Dante, Cavalcanti, Gunizzelli e gli altri stilnovisti avrebbero cercato, così, attraverso l’esperienza d’incontro carnale e visivo con la donna, la propria strada – personalissima ed individuale – verso l’essenza delle cose, oltre il sipario della materia. Ciò che li accomunava, quindi, non era tanto il percorso intrapreso, che si dipanava in modo differente a seconda delle tappe realizzate e delle emozioni provate, né l’intuizione propulsiva alla “luce”, quanto le modalità attraverso cui perseguire l’ispirazione della propria coscienza. Un simbolismo per l’appunto “esoterico” – sempre nel senso di “interno” – finì così col sottendere, secondo i critici sopra citati, un modus scrivendi condiviso, veicolo di una tradizione millenaria da tramandare in un linguaggio cifrato.

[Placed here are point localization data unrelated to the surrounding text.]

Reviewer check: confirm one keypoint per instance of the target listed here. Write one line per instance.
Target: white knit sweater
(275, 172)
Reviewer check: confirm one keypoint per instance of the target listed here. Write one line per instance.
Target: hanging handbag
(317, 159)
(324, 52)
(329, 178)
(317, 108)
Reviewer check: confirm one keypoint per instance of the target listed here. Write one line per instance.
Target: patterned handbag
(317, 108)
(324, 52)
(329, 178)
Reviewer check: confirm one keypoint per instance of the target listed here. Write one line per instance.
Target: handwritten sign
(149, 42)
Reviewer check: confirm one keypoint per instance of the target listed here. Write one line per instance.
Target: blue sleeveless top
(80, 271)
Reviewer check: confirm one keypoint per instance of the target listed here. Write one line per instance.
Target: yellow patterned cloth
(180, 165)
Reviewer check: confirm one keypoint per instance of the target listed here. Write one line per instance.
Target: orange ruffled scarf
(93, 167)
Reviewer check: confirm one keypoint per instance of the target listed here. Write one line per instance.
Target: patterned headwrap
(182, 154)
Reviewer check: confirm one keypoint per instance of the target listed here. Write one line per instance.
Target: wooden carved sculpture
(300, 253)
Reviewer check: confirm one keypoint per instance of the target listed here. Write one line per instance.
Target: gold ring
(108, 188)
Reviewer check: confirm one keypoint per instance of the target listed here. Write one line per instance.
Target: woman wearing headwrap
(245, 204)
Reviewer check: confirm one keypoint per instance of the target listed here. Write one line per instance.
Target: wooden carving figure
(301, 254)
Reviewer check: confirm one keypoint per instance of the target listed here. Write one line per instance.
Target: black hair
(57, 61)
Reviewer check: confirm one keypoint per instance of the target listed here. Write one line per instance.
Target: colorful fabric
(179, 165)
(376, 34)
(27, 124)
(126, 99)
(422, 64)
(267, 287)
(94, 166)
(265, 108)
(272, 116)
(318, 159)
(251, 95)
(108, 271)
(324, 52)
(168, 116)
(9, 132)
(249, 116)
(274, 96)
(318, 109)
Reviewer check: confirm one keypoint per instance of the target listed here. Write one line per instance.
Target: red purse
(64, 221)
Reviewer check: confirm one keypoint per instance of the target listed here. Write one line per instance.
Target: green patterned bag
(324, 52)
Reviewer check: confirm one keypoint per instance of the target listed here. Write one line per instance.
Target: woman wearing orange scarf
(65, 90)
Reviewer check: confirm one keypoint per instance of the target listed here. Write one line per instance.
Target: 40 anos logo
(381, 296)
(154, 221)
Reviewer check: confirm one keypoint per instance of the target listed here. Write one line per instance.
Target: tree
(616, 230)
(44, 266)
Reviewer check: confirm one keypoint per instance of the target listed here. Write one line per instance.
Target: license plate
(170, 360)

Convergendo con l’idea secondo cui l’intera Natura sarebbe ammantata da un codice che, lì dove svelato, condurrebbe a Dio o, quanto meno, aprirebbe nuovi varchi alla Sua conoscenza (si legga, a tal riguardo, nel Theologicorum di T. Campanella: “La natura è il libro dei libri, il codice primo, superiore a tutti gli altri, compresa la Bibbia, che Dio ci ha concesso perché avevamo bisogno di un codice piú facile.”) e richiamando il concetto di archetipo, Luigi Valli, nel suo libro, si propone di decifrare le allegorie nascoste nel linguaggio degli stilnovisti e di recuperarne il legame coi dettami insiti alla filosofia dei Fedeli d’Amore. L’amore stesso diventa, così, amore per la sapienza suprema; la donna diventa l’iniziata, il Fedele d’Amore; la Madonna è la Sapienza stessa; l’atto del piangere diventa simulazione di appartenenza alla Chiesa ufficiale, ecc…
In questo contesto la Divina Commedia di Dante, analizzata in ogni minimo dettaglio dalle più disparate scuole di pensiero, si trasformerebbe nel racconto di un cammino iniziatico che comincia nelle viscere della terra (allegoria del VITRIOL alchemico: Visita Interiora Terrae, Rectificando Invenies Occultum Lapidem, visita le viscere della terra e, seguendo la retta via, correggendoti, troverai la pietra occulta) – dove l’animo umano si trova al livello più basso dello stadio evolutivo e le passioni, i sentimenti e i difetti di mescono in un massa informe e caotica –, passa attraverso la purificazione dalle scorie – che preannuncia la liberazione finale – e conduce alla dimensione empirea, imbevuta di luce, dove l’anima può riconciliarsi con la sua fonte: Dio.